Post-NSTEMI Care
Initiate dual antiplatelet therapy with aspirin 81 mg daily indefinitely plus a P2Y12 inhibitor (preferably ticagrelor 90 mg twice daily or prasugrel 10 mg daily over clopidogrel) for at least 12 months, combined with high-intensity statin therapy, beta-blockers, and ACE inhibitors, while ensuring early invasive strategy within 24 hours for high-risk patients. 1, 2
Immediate In-Hospital Management
Anti-Ischemic Therapy
- Initiate oral beta-blockers within 24 hours unless contraindicated by heart failure signs, low-output state, increased cardiogenic shock risk, PR interval >0.24 seconds, second or third-degree heart block, or active asthma 3, 2
- Start ACE inhibitors within 24 hours for patients with anterior MI, heart failure, LVEF ≤0.40, hypertension, or diabetes, unless systolic BP <100 mmHg or >30 mmHg below baseline 3, 1
- Administer sublingual or IV nitroglycerin for ongoing chest pain, but avoid if systolic BP <90 mmHg, severe bradycardia (<50 bpm) or tachycardia (>100 bpm), right ventricular infarction, or phosphodiesterase inhibitor use within 24 hours (sildenafil) or 48 hours (tadalafil) 3, 2
- Consider morphine sulfate IV for uncontrolled ischemic chest pain despite nitroglycerin, though use cautiously as it may delay antiplatelet absorption 1, 2
Antiplatelet Therapy Protocol
- Aspirin 162-325 mg loading dose immediately (non-enteric, chewed), then 81 mg daily maintenance indefinitely 1, 2
- Add P2Y12 inhibitor with loading dose:
- Ticagrelor 180 mg loading, then 90 mg twice daily (preferred by European Society of Cardiology for superior outcomes) 1
- Prasugrel 60 mg loading, then 10 mg daily (consider for high-risk patients with diabetes or prior MI, but contraindicated if history of TIA/stroke; reduce to 5 mg daily if weight <60 kg) 1, 4
- Clopidogrel 300-600 mg loading, then 75 mg daily (if ticagrelor or prasugrel contraindicated) 1, 2
- Continue dual antiplatelet therapy for 12 months minimum, regardless of whether stent was placed 1, 2
Anticoagulation Strategy
- Select one anticoagulant based on renal function and bleeding risk:
- Unfractionated heparin (UFH) for severe renal impairment (CrCl <30 mL/min), high bleeding risk, or hepatic impairment; continue for at least 48 hours or until discharge 1, 2
- Enoxaparin 1 mg/kg subcutaneously every 12 hours for normal to mild renal impairment; continue for duration of hospitalization up to 8 days; requires dose adjustment in moderate renal impairment 1, 2
- Fondaparinux for conservative strategy or increased bleeding risk; continue for duration of hospitalization up to 8 days; must add UFH during PCI to prevent catheter thrombosis 1, 2
- Never switch between anticoagulants as this increases bleeding risk 1
Risk Stratification and Invasive Strategy Timing
Very High-Risk Features (Immediate Invasive Strategy <2 Hours)

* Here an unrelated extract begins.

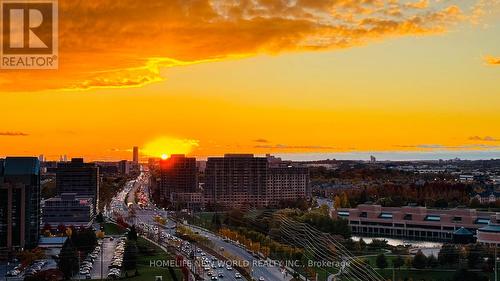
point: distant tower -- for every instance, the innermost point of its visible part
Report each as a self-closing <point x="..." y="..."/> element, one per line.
<point x="135" y="158"/>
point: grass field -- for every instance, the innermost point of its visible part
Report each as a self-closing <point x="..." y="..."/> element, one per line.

- Refractory or recurrent angina despite medical therapy 1
- Hemodynamic instability or cardiogenic shock 3, 1
- Life-threatening ventricular arrhythmias or cardiac arrest 3, 1
- Acute heart failure 1
- Mechanical complications of MI (new mitral regurgitation, ventricular septal defect) 3
High-Risk Features (Early Invasive Strategy Within 24 Hours)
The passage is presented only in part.